Cuando murió mamá le prometí que
cuidaría de Sara, mi hermana pequeña. Como hombre de la familia debía cuidar a
mis mujeres. Me ocuparía de ella en su ausencia, no cabía la duda en tales
promesas.
Sara nació,
decía mamá, "faltita de fuerza y de inteligencia". El cordón
umbilical se le encajó en el cuello, y la pequeña, en el proceso del parto, se
tornó de un color azul que le mermó las capacidades. Lo único que no se llevó,
aquel bendito y maldito cordón, fue su sonrisa. Sara sonreía desde bien
temprano. A esas horas en las que aún no me había despertado, Sara sonreía.
—¿Qué pasó?
¡Valiente niña tonta!¡Desde por la mañana con esa boba sonrisa! –alcancé a
decir un día, en que ofuscado me topé con la mueca alegre de Sara, durante el
desayuno.
Las tortas me
llovieron desde lo alto, y no eran de avena. Más bien fueron las manos de mi
madre, poniendo en orden mis ideas.
—¡Jamás
vuelvas a decir nada semejante sobre tu hermana! Si todos lleváramos una sonrisa
desde la mañana. Una sonrisa especial, como la suya, el mundo, sería mejor
mundo. Ella es una bendición para esta familia.
Cuando hablaba
de familia mi madre se refería a nosotros tres. Papá se había marchado años
atrás, apenas unos meses después de que los médicos confirmaran el problema
cerebral de Sara. También los abuelos eran parte de la familia, pero ellos
vivían a cientos de kilómetros y solo les veíamos una vez al mes y en las
fiestas.
Entre las
pocas palabras que Sara aprendió a pronunciar, a partir de los cinco años,
estaban: viajar y viaje. Eran las que más sonaban en boca de mamá para excusar
la ausencia de mi padre.
—Está de
viaje. Sí, ese trabajo suyo que lo hace viajar constantemente...—respondía
ella, con su mejor sonrisa, a quienes —casi siempre de forma malintencionada—,
preguntaban por las ausencias de nuestro progenitor.
A medida que fui
creciendo, trataba de inventar los viajes de mi padre, por si alguna vez tenía
que salir en auxilio de mamá para sustentar sus mentiras. Le colocaba en el
Pacífico, en islas maravillosas que aparecían en la Enciclopedia: Bora Bora,
Guadalcanal, cuyo nombre nativo es Isatabu, o en la hermosa Aitutaki. A veces, le
imaginaba por Sudáfrica, recorriendo, con su maletín de doctor, tres ciudades:
Pretoria, Ciudad del Cabo, y Johannesburgo.

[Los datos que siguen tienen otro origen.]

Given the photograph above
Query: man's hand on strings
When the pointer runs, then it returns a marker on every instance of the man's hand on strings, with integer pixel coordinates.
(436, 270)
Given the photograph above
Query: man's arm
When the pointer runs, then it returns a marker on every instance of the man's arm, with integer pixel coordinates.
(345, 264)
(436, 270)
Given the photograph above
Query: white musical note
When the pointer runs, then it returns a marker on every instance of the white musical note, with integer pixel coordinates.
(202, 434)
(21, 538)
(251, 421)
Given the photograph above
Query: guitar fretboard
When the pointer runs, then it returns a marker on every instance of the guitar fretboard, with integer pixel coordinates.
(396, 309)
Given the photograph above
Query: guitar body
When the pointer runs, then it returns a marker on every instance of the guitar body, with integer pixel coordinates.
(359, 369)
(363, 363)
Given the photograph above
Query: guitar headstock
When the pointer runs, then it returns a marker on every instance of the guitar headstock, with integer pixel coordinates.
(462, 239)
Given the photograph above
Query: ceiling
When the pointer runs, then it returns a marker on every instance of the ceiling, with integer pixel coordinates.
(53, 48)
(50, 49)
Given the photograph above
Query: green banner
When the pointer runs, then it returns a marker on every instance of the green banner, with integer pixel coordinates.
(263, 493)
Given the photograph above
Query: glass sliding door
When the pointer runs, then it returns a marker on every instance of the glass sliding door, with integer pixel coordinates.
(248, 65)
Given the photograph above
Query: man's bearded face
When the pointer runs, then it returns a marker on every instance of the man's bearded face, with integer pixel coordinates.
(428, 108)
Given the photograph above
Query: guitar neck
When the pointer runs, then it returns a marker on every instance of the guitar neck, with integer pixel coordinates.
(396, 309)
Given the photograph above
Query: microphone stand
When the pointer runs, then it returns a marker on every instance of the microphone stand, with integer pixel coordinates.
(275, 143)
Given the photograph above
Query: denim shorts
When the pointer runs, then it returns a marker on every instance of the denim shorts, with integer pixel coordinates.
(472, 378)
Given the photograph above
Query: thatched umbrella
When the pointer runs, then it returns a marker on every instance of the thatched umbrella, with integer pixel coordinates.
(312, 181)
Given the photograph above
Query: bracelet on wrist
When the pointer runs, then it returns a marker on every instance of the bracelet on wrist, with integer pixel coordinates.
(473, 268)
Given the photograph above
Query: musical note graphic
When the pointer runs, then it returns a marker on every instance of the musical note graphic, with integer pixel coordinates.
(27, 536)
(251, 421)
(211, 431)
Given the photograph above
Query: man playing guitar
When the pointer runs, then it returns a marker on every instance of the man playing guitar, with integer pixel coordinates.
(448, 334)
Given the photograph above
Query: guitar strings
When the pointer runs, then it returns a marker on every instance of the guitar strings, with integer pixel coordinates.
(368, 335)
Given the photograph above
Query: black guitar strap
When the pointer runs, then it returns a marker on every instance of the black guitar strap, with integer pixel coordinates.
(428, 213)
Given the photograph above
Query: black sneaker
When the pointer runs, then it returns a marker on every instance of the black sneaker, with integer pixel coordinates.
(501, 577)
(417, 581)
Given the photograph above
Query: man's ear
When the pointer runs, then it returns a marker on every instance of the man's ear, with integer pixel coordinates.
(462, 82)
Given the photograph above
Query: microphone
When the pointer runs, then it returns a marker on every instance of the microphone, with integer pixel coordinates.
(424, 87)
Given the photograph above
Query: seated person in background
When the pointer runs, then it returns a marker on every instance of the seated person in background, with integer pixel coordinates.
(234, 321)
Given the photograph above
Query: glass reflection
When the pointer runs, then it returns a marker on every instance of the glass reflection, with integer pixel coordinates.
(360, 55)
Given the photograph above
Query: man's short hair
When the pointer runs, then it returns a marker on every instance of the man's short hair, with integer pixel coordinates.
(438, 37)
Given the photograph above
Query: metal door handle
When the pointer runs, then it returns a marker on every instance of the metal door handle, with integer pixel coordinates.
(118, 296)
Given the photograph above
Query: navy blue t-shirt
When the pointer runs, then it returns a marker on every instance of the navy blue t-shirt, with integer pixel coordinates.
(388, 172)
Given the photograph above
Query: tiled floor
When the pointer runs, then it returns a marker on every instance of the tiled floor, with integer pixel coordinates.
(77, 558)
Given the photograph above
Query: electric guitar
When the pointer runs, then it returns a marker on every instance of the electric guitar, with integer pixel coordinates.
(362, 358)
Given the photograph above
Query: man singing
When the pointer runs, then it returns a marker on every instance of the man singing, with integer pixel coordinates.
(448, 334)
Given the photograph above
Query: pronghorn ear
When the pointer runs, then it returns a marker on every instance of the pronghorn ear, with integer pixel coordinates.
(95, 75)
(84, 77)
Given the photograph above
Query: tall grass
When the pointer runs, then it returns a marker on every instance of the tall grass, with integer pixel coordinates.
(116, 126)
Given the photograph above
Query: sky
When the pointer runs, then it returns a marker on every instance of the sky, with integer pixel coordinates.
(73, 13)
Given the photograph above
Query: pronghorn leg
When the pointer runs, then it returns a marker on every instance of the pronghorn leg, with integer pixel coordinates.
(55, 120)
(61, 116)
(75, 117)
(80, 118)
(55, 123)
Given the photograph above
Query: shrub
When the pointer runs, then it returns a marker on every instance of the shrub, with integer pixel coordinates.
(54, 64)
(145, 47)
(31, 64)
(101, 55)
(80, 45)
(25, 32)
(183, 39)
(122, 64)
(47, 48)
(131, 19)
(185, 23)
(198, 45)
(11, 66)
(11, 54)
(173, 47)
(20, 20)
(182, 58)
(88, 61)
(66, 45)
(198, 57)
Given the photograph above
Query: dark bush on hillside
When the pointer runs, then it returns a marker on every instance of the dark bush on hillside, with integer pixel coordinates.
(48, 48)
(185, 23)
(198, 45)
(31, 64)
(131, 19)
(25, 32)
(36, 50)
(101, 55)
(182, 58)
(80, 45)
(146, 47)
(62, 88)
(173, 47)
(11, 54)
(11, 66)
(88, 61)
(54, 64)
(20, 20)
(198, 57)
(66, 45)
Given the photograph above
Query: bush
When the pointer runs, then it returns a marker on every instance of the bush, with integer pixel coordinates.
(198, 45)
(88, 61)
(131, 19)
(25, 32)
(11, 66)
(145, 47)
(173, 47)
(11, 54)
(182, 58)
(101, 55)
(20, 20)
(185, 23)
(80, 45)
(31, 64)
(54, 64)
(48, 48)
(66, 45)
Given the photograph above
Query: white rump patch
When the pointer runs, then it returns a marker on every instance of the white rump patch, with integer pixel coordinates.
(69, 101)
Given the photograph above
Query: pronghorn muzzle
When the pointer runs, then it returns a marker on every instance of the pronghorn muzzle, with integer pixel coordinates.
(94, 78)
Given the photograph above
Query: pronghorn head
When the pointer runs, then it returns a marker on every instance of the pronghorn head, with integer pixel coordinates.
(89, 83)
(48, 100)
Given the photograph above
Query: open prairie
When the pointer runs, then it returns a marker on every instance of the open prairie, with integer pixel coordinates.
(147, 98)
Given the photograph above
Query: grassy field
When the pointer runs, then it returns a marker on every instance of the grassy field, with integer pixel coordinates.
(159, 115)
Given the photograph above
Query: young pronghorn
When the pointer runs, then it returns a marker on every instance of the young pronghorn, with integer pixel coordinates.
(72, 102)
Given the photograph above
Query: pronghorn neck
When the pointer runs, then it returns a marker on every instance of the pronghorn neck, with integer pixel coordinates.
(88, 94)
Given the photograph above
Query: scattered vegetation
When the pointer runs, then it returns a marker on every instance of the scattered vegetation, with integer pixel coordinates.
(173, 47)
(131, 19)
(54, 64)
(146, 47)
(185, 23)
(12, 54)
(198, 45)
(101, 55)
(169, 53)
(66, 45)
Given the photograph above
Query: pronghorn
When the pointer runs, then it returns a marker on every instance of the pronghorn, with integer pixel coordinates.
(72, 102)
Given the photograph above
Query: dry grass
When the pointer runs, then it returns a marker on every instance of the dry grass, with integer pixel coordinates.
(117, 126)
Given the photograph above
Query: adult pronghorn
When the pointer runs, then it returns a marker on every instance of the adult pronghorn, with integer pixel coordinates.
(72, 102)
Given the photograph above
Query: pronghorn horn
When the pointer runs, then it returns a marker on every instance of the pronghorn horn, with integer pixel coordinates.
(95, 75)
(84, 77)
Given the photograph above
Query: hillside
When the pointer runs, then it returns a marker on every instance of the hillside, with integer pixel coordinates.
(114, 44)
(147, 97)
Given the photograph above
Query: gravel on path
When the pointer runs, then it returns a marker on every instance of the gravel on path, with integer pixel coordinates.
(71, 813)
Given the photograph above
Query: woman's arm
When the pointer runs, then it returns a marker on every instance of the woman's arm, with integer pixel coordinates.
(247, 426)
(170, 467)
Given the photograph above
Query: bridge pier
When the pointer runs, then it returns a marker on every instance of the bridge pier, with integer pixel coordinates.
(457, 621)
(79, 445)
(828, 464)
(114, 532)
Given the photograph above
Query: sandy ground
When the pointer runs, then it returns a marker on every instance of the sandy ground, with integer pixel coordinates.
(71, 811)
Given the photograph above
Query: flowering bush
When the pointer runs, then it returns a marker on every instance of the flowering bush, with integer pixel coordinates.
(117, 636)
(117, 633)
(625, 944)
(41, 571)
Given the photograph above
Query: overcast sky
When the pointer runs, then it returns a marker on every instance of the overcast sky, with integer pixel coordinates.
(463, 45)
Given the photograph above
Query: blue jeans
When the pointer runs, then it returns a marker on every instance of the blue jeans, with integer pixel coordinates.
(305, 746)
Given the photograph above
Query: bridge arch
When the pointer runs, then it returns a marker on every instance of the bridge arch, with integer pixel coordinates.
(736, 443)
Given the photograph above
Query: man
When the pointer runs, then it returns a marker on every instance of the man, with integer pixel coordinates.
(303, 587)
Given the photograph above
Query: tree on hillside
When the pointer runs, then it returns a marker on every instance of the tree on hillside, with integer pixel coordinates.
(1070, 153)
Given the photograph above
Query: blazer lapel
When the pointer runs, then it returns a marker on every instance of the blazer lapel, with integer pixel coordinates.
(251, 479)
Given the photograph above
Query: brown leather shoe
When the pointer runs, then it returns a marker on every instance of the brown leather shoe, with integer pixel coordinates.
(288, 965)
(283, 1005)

Las noches en las que máma trabajaba en el hospital, yo le contaba a Sara sobre los viajes
de papá. Le leía lo que la enciclopedia explicaba de aquellos lugares, y
aprovechaba para inventar a nuestro padre entre aquellas páginas del saber. Sara
viajó conmigo, cada noche, por medio mundo. Íbamos los tres: ella, con su
sonrisa limpia e inocente, el recuerdo de nuestro padre ausente, y yo.
Una tarde, al
regresar de la escuela, vimos un camión que transportaba aquella extraña máquina. Entre varios señores la colocaron en la esquina del Centro Comercial, que acababan de
inaugurar en el barrio. Cuando nos acercamos a preguntar, uno de los señores
nos contó que allí podríamos hacernos fotos. Fue magnífica la aventura de entrar
en la cámara gigante. Gastamos casi todos los ahorros en tiernas instantáneas. Diversas posturas, con muecas diferentes. La mayoría de las veces salíamos,
en las fotos movidos, con muecas extrañas, media cabeza o una oreja menos.
Pero, era muy divertido el fotomatón.
Han pasado
treinta años desde nuestras primeras fotos. Por aquel entonces las colocábamos
dentro de la Enciclopedia. Era como si hubiéramos viajado con papá. Todavía
hoy, buscamos un fotomatón allá donde vamos y nos metemos juntos a disfrutar de
las carcajadas. Ahora somos más en la familia: Marcos, mi marido, nuestros
pequeños de acogida (Ángela, Aarón y Luís) y mi querida Sara, mi hermana. Casi
no cabemos en las máquinas.
En cada ciudad
que visitamos, disfrutamos preguntando por lugares que tengan fotomatón (la gente nos
mira raro) y, durante unas horas, jugamos al recuerdo para traernos fotos
de las máquinas mágicas, así es como Sara suele llamarlas.
Tendríais que ver nuestra casa, está repletas de estanterías con álbumes
llenos de instantáneas. Varias por cada lugar que visitamos. Sara y los niños
se encargan de pegarlas entre las hojas. No falta ni una, aunque estén movidas.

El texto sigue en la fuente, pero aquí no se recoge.